I’m not crazy about it, but I don’t hate it. Especially when I see how happy it makes my husband to drag it from the garage to the living room.
It’s standing there now, all crooked and lopsided, beat up from storage, looking as if it had to fight all the other fake trees in the world for the privilege of spending Christmas with us.
Tomorrow, we’ll straighten it out, patch it up, cover it with lights and an angel, a few treasured ornaments and the snowflakes my grandmother crocheted for me.
It will still be a fake tree. But it will come alive with the spirit of a real Christmas, and with the little-boy laughter of a grown man who reminds me that Christmas is not just for kids.

Comments

  1. Vicki in Monterey says

    Happy Holidays to you & Mark, dear Sharon. We had a kitty that always nested in the tree’s branches … and never broke an ornament; BRILLIANT feline that she was =]

    I hope you get to see the kids and GRANDkids this holiday season.

    Cheers, dearheart

    Vicki

  2. Davey Myers says

    “Trust me, you don’t even want to try”. Sharon, I could hear your voice coming right through my computer. Thanks for taking me back to those childhood memories and wonderful days filled anticipation and God’s gift of Grandmas! Love, Davey

  3. Debbie Fortune says

    Merry Christmas from the Monterey Peninsula, Sharon! You sure know how to tell a story…

  4. Sharon,

    I had to chuckle when you mentioned the beautiful cardinal on the snow covered tree in your grandma’s front yard.

    When we lived in Illinois I insisted on a real tree and brought one home that I, too quickly, had picked out because it was tooo damn cold to wander around the lot. Our living room had lipstick red carpeting. What could be better for Christmas, right? I decided to accent the color by covering the tree with red cardinal birds. It looked great for about 10 days when we started hearing needles falling off the branches. Then, we began to see the birds twirling on their bare branches. We had some fun evenings counting the number of twirling birds.
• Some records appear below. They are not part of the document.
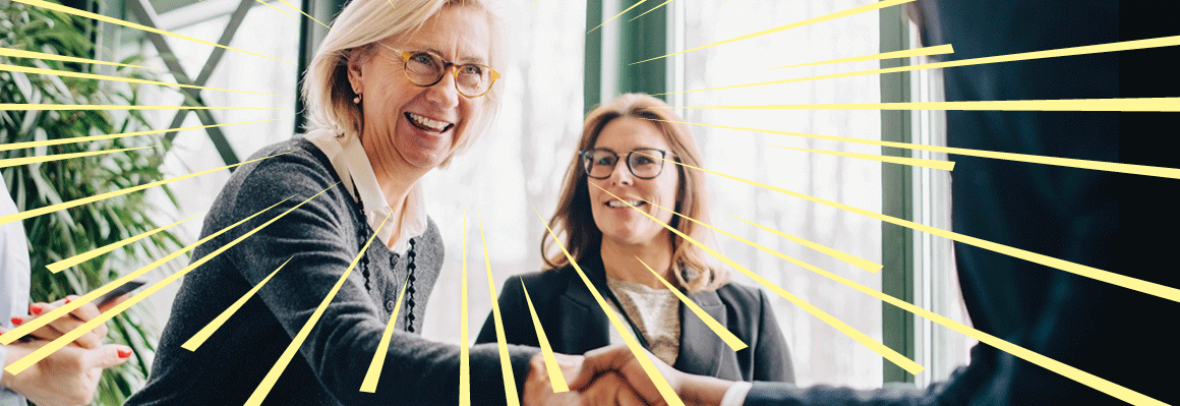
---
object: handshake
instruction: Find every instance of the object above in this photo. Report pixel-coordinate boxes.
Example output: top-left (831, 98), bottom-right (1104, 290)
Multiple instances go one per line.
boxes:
top-left (523, 345), bottom-right (733, 406)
    Haven’t connected with marie of late, but keep trying. Wishing you and Mark a veru Merry Christmas.
    Phyl and Bo

    • Sharon Randall says

      Twirling red birds, what a great Christmas memory! Nice to hear from you, Phyl. Merry Christmas to you and yours!

  5. Cheryl Fick says

    You always seem to be able to put into words my sentiments sometimes. It’s just weird but in a good way. I too was subject to the aluminum tree for maybe 1 or 2 years. My mom also had one of those rotating color wheels to shine on the tree to make it change colors. The wheel had 4 colors. I never really liked it but my mom was all a buzz about it . . for a while.

    • Sharon Randall says

      Oh, some of my friends’ families had those color wheels, I’d forgotten all about them! I’m glad to know you think I sometimes give voice to your feelings, Cheryl. I suspect we’re a lot alike, you and I! Best to you and yours!

  6. What a touching story…especially the way your grandmother spoke to you.

    We got married in 1967 & our first tree was one of those horrible aluminum things! But we were so excited about it, we really did put it up on Halloween! Years later we got rid of it, only for me to want the thing back, and bought a replacement for an outrageous price at an antique store! A couple of years ago I put it up for the grandkids amusement. When our son saw it he called it “tinsel on a stick”! It certainly doesn’t hold the charm that it did those years ago.

    I’m thinking it will stay in its musty smelling box this year.

    Thanks for stirring up the memories!